Wer nach der Stiftungsgründung eine Strategie für die Arbeit der Organisation entwickeln will, muss nicht bei null anfangen: Um zu verdeutlichen, was sich hinter den verklausulierten Begriffen in der Stiftungssatzung verbergen soll, wird oft dem Stiftungsgeschäft eine Präambel vorangestellt, die eine Gründungsmotivation des Stifters erläutert und Ziele und Visionen definiert. Schon hier beginnt der erste Strategieansatz.

Während andere, gerade neu gegründete Stiftungen erst damit beginnen müssen, Werte zu definieren, können diejenigen, welche aus Familienunternehmen heraus geboren werden, ihre Leitlinien an vorhandene Traditionen und Ideale knüpfen.

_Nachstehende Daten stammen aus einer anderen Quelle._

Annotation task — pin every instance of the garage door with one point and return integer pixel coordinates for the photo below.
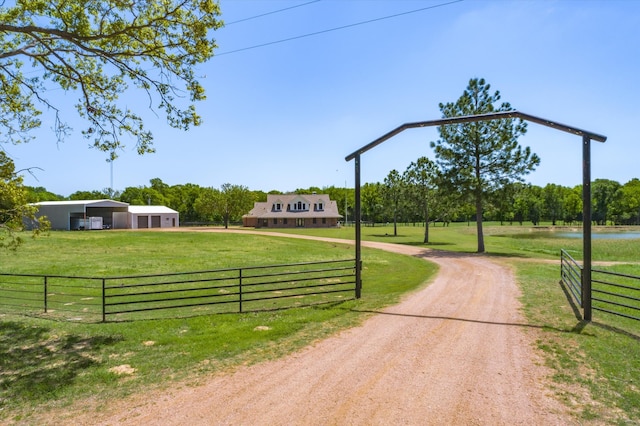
(143, 222)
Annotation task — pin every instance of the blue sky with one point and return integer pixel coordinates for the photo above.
(285, 115)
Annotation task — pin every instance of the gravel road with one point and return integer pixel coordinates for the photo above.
(456, 352)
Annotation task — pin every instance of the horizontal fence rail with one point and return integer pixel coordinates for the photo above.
(612, 292)
(616, 293)
(231, 290)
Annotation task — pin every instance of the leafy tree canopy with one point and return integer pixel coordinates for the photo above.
(480, 157)
(99, 49)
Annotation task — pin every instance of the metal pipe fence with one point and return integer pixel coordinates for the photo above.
(571, 275)
(231, 290)
(616, 293)
(612, 292)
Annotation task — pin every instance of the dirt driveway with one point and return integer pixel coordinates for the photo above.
(457, 352)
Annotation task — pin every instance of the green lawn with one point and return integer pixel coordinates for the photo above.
(48, 363)
(52, 364)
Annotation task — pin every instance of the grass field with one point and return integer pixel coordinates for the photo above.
(53, 364)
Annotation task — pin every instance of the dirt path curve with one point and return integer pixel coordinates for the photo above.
(456, 352)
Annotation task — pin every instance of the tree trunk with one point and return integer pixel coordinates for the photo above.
(479, 223)
(426, 224)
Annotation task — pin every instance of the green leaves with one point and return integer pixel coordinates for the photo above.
(480, 157)
(98, 50)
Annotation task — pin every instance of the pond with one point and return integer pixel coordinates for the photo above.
(600, 235)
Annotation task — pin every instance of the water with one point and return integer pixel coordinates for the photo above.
(601, 235)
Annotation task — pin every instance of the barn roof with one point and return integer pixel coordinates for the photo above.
(86, 203)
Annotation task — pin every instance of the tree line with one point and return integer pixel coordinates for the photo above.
(400, 198)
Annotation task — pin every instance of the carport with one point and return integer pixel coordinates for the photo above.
(80, 214)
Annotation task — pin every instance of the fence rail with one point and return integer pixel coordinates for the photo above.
(612, 292)
(616, 293)
(571, 275)
(179, 294)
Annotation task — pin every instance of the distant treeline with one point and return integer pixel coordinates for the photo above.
(612, 202)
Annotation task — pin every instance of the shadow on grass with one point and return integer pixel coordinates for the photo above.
(36, 363)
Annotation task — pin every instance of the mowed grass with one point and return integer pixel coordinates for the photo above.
(596, 365)
(48, 364)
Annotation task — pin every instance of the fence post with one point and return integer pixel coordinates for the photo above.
(45, 294)
(240, 289)
(104, 300)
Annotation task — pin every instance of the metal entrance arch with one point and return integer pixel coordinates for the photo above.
(587, 137)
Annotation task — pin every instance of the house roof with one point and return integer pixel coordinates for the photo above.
(266, 209)
(85, 203)
(150, 209)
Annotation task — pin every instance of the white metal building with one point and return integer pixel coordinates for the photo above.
(105, 214)
(141, 217)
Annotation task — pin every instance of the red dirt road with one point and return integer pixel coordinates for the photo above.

Auf diese Weise festigen sie einmal mehr eine, im besten Fall gewachsene, Identifikationskultur ihrer Anspruchsgruppen. Abgesehen von den bereits genannten zählen hier auch nationale und internationale Kooperationspartner und Zulieferer, Freunde und Bekannte der Familie, gegebenenfalls Vereine und Clubs und sonstige Destinatäre aus der Vergangenheit. Gerade letztere kann man durch die Gründung einer eigenen gemeinnützigen Stiftung und durch eine schlüssige Strategie bündeln, ohne die Heterogenität der einzelnen Gruppen einschränken zu müssen.

Sind Ziele und potenzielle Begünstigte einmal definiert, ergeben sich neue Erörterungspunkte. Gerade bei gemeinnützigen Stiftungen sollte die Frage nach der Erwartungshaltung der Destinatäre zum einen und der Legitimation in der Gesellschaft zum anderen im Zentrum stehen. Welche Handlungsfelder und Ressourcen, materielle wie personelle, bestehen, welcher Aktionsradius sollte abgedeckt werden, mit gegebenenfalls welchen Partnern erreicht man die größte Hebelwirkung? Und soll die Stiftung nur rein fördernd oder operativ tätig sein?

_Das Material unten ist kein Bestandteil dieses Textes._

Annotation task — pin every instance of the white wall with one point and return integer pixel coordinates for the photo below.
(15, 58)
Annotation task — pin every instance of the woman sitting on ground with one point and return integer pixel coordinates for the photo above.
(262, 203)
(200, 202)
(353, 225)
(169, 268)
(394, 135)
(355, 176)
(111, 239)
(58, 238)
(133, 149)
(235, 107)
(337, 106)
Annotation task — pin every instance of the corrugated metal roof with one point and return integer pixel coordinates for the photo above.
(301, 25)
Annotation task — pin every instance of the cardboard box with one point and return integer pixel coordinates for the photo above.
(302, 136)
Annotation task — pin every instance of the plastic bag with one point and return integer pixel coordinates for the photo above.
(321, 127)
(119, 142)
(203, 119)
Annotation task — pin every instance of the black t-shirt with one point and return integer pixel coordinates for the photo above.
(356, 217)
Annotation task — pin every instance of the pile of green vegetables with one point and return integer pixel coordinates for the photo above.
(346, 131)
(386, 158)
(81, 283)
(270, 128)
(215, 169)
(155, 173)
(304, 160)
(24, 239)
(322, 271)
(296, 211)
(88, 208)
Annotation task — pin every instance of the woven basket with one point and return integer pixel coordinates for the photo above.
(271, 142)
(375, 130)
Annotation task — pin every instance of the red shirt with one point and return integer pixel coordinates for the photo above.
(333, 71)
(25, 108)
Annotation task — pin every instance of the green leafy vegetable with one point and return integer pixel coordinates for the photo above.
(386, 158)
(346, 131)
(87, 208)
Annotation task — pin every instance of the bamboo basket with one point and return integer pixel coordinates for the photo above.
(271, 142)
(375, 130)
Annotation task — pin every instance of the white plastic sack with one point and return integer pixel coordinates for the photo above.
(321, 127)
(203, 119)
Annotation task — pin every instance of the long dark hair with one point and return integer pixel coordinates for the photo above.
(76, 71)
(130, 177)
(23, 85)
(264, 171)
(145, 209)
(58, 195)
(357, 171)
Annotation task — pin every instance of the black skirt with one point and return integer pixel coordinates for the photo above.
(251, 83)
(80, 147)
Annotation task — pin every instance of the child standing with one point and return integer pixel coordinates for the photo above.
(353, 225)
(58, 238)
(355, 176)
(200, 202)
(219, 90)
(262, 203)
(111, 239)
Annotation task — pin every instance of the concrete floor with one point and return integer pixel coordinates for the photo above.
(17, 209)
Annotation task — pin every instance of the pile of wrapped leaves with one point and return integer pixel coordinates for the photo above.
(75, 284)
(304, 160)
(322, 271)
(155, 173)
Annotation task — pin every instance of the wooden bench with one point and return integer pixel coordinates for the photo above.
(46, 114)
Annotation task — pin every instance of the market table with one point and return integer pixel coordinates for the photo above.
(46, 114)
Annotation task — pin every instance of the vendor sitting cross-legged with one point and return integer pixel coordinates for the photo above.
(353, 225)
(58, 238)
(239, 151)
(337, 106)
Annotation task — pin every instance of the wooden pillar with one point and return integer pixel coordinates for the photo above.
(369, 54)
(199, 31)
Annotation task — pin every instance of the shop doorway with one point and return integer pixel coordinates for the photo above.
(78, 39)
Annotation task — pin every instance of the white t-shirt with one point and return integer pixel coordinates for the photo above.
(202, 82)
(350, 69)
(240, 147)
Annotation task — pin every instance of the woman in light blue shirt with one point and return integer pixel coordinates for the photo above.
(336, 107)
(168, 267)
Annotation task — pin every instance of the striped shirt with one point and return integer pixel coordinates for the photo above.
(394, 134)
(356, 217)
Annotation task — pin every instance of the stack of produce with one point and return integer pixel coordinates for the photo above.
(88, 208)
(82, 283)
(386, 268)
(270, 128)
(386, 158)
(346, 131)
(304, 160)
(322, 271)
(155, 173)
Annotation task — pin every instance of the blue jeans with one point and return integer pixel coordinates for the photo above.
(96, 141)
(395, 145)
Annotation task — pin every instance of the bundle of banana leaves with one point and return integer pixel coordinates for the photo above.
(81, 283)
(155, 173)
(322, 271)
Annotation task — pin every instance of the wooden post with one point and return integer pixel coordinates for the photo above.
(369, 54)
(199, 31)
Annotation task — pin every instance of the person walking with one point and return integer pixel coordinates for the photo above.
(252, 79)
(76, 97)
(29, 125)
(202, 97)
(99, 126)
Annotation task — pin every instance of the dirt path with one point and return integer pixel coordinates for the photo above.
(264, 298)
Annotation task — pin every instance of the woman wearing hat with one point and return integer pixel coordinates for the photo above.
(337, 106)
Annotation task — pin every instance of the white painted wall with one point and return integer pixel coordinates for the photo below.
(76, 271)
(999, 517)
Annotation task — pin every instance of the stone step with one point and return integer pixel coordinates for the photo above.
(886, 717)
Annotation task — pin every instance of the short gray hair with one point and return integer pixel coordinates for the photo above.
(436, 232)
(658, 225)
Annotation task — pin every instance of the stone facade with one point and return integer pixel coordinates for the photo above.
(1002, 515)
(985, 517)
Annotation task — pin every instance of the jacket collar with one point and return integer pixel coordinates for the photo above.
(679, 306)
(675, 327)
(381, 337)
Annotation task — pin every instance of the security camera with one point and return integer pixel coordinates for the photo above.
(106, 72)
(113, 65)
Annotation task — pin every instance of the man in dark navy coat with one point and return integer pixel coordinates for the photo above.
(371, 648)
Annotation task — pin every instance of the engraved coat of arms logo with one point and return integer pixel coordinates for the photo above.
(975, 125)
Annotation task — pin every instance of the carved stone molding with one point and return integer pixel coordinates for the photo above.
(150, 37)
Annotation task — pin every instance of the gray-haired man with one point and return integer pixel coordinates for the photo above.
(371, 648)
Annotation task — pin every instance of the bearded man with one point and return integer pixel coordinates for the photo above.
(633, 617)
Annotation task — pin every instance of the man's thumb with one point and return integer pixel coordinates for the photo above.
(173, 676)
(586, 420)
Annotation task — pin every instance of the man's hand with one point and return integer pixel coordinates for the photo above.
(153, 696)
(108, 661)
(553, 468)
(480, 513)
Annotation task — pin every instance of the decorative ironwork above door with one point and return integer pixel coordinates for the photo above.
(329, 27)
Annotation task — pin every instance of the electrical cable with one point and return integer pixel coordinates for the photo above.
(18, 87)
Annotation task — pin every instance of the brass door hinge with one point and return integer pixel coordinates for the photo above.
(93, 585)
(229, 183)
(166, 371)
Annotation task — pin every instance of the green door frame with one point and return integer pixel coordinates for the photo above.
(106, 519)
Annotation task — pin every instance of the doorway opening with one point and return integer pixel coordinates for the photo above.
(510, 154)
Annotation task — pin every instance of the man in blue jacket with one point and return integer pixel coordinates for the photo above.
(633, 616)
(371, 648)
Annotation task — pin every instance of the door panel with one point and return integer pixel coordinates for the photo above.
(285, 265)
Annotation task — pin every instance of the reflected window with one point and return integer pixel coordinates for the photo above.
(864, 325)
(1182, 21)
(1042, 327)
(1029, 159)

Sobald alle Fragen beantwortet sind, lassen sich hieraus Handlungsfelder erarbeiten. Möchte eine gemeinnützige Stiftung rein fördernd tätig sein, so muss überlegt werden, in welchen Zeiträumen welche Personen mit wie viel Geld ausgestattet werden sollen. Wie kann ein Auswahlverfahren stattfinden, soll ein Preis gestiftet werden oder bindet man sich längerfristig an schon bestehende gemeinnützige Organisationen, mit denen man gegebenenfalls bereits im Vorfeld gute Erfahrungen gemacht hat?

Eine operativ tätige Stiftung kann aus den einzelnen Handlungsfeldern Projekte entwickeln, aus welchen sich in der Zukunft wieder neue Unterkategorien herausbilden können (vergleiche Abbildung). Wichtige Fragen sind hierbei: Gibt es ein bestimmtes Leuchtturmprojekt, welches besonders nach außen kommuniziert werden soll? Welche Handlungsfelder können/müssen schnell umgesetzt werden, welche sollen nachhaltiger Natur sein? Auch hier sollte bereits festgelegt werden, was man sich von einem Projekt in welchem Zeitraum erwartet, um einer späteren Evaluation die Grundlagen zu bereiten.

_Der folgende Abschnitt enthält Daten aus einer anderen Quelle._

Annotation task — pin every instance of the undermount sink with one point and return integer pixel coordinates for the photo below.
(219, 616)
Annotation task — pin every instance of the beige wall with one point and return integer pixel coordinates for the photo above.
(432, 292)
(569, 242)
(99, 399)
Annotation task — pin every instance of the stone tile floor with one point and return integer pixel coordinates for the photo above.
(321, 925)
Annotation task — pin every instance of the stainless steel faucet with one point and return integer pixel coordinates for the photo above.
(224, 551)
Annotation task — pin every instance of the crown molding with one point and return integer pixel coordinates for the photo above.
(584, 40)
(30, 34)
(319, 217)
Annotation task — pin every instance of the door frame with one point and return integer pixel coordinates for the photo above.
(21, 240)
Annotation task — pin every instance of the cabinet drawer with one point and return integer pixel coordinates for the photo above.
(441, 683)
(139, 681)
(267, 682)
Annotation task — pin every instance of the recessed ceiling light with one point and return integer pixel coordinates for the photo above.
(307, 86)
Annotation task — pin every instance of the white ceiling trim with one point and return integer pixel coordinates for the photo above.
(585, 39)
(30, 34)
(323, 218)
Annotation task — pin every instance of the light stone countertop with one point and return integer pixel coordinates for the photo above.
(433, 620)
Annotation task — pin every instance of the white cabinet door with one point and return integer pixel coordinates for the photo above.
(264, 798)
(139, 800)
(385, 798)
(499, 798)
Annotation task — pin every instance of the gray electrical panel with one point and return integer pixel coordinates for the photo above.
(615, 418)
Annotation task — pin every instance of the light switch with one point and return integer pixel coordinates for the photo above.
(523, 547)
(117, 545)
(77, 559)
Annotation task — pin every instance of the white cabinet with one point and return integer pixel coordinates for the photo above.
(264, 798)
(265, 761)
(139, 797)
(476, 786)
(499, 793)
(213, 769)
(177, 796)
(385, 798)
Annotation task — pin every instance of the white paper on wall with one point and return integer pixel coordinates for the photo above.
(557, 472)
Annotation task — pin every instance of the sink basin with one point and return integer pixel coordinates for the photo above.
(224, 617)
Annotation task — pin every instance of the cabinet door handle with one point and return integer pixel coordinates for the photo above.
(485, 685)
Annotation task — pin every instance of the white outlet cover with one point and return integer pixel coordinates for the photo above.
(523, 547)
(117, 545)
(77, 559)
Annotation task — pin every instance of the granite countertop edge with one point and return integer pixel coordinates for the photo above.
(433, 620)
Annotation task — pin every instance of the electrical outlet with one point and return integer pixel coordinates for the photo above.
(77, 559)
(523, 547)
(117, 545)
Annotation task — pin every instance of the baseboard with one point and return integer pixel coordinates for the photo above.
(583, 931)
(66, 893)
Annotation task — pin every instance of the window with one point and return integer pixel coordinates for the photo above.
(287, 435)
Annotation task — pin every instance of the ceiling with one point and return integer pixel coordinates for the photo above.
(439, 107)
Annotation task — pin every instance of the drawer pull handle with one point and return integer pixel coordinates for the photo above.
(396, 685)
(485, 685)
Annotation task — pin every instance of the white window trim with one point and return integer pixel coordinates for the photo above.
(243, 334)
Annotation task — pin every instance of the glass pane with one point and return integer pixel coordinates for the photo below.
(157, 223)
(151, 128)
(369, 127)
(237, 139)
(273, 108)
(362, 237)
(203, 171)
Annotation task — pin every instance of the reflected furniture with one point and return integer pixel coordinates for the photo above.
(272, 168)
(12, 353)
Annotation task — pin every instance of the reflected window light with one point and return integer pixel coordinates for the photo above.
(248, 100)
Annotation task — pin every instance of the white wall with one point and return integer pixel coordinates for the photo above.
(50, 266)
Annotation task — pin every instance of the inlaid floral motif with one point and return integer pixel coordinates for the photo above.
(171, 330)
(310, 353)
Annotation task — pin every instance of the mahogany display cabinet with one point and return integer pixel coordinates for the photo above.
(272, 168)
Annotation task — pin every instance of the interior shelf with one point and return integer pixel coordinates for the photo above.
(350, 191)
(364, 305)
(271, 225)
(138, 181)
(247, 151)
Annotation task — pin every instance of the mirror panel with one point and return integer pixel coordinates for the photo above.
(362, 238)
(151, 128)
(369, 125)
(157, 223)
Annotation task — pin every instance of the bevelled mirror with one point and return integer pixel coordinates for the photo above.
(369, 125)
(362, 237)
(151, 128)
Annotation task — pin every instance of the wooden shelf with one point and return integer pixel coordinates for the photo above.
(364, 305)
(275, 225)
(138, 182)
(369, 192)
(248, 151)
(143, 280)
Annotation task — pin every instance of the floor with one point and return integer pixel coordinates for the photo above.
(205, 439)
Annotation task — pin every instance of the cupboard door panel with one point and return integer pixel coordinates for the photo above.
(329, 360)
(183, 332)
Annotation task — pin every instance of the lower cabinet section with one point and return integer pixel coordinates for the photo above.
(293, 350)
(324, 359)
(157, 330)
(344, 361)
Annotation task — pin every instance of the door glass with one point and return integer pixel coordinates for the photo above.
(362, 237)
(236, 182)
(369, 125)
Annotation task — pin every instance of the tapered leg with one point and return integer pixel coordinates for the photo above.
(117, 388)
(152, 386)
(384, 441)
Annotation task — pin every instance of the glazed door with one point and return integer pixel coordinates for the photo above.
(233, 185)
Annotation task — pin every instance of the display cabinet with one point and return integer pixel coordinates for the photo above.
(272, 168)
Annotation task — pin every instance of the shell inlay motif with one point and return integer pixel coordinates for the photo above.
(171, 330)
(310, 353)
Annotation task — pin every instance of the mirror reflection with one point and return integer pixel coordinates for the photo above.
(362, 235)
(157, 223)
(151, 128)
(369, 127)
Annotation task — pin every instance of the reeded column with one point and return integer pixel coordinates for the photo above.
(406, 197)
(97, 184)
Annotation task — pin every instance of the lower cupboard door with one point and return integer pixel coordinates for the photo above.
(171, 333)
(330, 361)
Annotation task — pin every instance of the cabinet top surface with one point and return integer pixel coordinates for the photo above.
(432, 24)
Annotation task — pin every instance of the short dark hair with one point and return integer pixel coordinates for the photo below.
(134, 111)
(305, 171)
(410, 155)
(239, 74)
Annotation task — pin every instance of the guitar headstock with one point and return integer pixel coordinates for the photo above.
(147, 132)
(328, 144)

In Zeiten renditeschwacher Vermögensanlagen ist es ganz besonders wichtig, eine gemeinnützige Stiftung mit einem größtmöglichen Grundstockkapital auszustatten. So kann diese von künftigen weiteren geplanten Zustiftungen des eigenen Unternehmens unabhängig bleiben, sollte nicht das gesamte Familienunternehmen in einer Stiftung aufgehen, sondern z.B. in Form einer Doppelstiftung angelegt sein.

Selbstverständlich gilt aber auch hier die bestmögliche Auswahl an Anlageoptionen festzulegen und einer professionell angelegten Vermögensstrategie zu folgen. Dabei wird allgemein zu einer Diversifikation geraten, die Risikoanlagen mit höheren Renditen und konservativen sicheren Anlagen in einem Portfolio kombiniert.

Die Vernetzung wirtschaftlichen und gemeinnützigen unternehmerischen Handelns und deren Synergieeffekte auf allen Ebenen zu nutzen ist Ziel eines gelungenen Corporate Citizenships. Dies kann auch durch Gründung einer eigenen selbstständigen gemeinnützigen Unternehmensstiftung erlangt werden.

Welche Maßnahmen ein Unternehmen für sein spezielles individuelles gesellschaftliches Engagement wählt, sollte im Vorfeld ebenfalls anhand eines gut analysierten Strategieplans festgelegt und anschließend gezielt an die Öffentlichkeit kommuniziert werden. Dabei gilt Langfristigkeit vor Spontanaktionen, inhaltliche und auch geographische Analysen der Zielgruppen (regional, national, international) und die Wahl kompetenter Partner und sinnvoller Netzwerke.

Noch immer gibt es gemeinnützige Stiftungen, die davon ausgehen, dass der in den USA gängige Leitspruch bei Nonprofit-Organisationen „tue Gutes und sprich darüber“ nicht in die Wertestruktur deutscher Stiftungen gehört. Aber selbst Organisationen, die mit ausreichend Mitteln ausgestattet sind und ohne weitere Spender auskommen können und wollen, haben schon aufgrund ihrer Anerkennung als gemeinnützig die Pflicht, ihr Handeln nach außen zu kommunizieren.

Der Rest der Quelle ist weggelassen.